Coupled iteration for real-valued cube root

504 Views Asked by At

Timm Ahrendt, Schnelle Berechnung der Exponentialfunktion auf hohe Genauigkeit, Berlin: Logos 1999, section 3.2.3 "Gekoppelte Newton-Iteration für Quadratwurzeln" has an elegant division-free coupled iteration for the computation of square roots, for which an unpublished manuscript by A. Schönhage is cited as the reference.

Given $r_{approx}$, a low-precision approximation to $a^{-\frac{1}{2}}$, compute $s_{0}=a*r_{approx}$ and $r_{0}=r_{approx}/2$ then iterate

$$s_{i+1} = s_{i} + r_{i} \cdot (a - s_{i} \cdot s_{i}) \\ \space \space \space \space \space \space \space \space r_{i+1} = r_{i} + r_{i} \cdot (1 - r_{i} \cdot 2 \cdot s_{i+1})$$

where the $s_{i}$ are approximations to $\sqrt{a}$ and the $r_{i}$ are approximations to $\frac{1}{2}a^{-\frac{1}{2}}$. The convergence is quadratic, as the method is related to the Newton iteration. For arbitrary-precision computation this coupled iteration has the advantage that to compute an $m$-bit square root, one only needs the reciprocal square root accurate to about $m/2$ bits. When using binary floating-point computation, this scheme allow for the efficient use of fused multiply-add, with the $i$-th step requiring four FMA operations plus a doubling, which is exact.

I have searched the literature for a similar division-free coupled scheme for real-valued cube roots, but have come up empty-handed. I looked for papers addressing cube roots in particular, and also for the more general case of $n$-th root.
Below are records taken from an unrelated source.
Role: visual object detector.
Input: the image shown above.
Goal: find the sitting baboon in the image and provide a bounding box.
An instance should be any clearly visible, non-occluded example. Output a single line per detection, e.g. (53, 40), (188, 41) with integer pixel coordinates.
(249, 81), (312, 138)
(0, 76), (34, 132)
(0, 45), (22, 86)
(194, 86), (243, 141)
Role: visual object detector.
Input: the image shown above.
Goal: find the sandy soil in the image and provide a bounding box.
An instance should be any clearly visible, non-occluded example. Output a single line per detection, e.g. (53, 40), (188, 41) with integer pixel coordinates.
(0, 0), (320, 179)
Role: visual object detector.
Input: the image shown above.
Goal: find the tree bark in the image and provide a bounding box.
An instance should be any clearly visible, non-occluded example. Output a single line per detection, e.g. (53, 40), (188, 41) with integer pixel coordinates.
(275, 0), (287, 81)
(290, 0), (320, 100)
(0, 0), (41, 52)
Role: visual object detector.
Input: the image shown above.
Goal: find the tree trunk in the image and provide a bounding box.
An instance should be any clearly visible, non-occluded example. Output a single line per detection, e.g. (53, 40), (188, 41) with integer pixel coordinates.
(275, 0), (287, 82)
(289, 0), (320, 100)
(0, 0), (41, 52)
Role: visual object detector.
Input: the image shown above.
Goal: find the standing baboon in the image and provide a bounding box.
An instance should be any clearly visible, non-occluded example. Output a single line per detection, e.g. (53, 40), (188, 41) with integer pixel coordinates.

Are any division-free coupled iterations for cube roots available in the literature? The convergence should be at least quadratic. Particularly useful would be schemes that lend themselves naturally to the use of fused multiply-add (FMA), for maximum performance on modern hardware platforms.

2

There are 2 best solutions below

2
On BEST ANSWER

For third order roots solving $f(x)=x^3-a$ you would have to approximate the inverse of the derivative $f'(x)^{-1}=\frac13x^{-2}$ with the sequence $r_i$.

So in analogy let $r_{approx}$ be a coarse approximation of $a^{-\frac23}$, set $s_0=a·r_{approx}$, $r_0=\frac13·r_{approx}$ and iterate $$ s_{i+1}=s_i+r_i·(a-s_i^3) $$ and compute $r_{i+1}$ as approximate solution to $$1=3r_{i+1}s_{i+1}^2=3(r_i+Δr_i)s_{i+1}^2$$ so that $3r_is_{i+1}^2=1-3Δr_is_{i+1}^2$ where the right side can be approximativly inverted to $$ 1=(1+3Δr_is_{i+1}^2)3r_is_{i+1}^2 $$ so that an approximate solution of quadratic error in similar form to the quadratic situation is \begin{align} r_{i+1}&=r_i(1+3Δr_is_{i+1}^2) \\ &=r_i+r_i·(1-3r_is_{i+1}^2) \end{align}


In general, $$ f'(s_{i+1})^{-1}=\frac{r_i}{1-[1-r_if'(s_{i+1})]} =r_i·(1+[1-r_if'(s_{i+1})]+O([1-r_if'(s_{i+1})]^2) $$ suggests the update of the approximate inverse derivative as $$r_{i+1}=2r_i-r_i^2f'(s_{i+1}).$$

4
On

You can use companion matrices of polynomials. Here is one for 3rd degree:

$${\bf C} =\left[\begin{array}{ccc}0&0&-c_0\\1&0&-c_1\\0&1&-c_2\end{array}\right]$$

It's a monic polynomial so $c_3$ is supposed be 1 and we are interested in solving the equation $$\sum_k c_kx^k = 0$$

If we set $c_0=a,c_1=0,c_2=0$ we see that we get to solve $x^3 - a = 0$ and $x=\sqrt[3]{a}$ is the real root.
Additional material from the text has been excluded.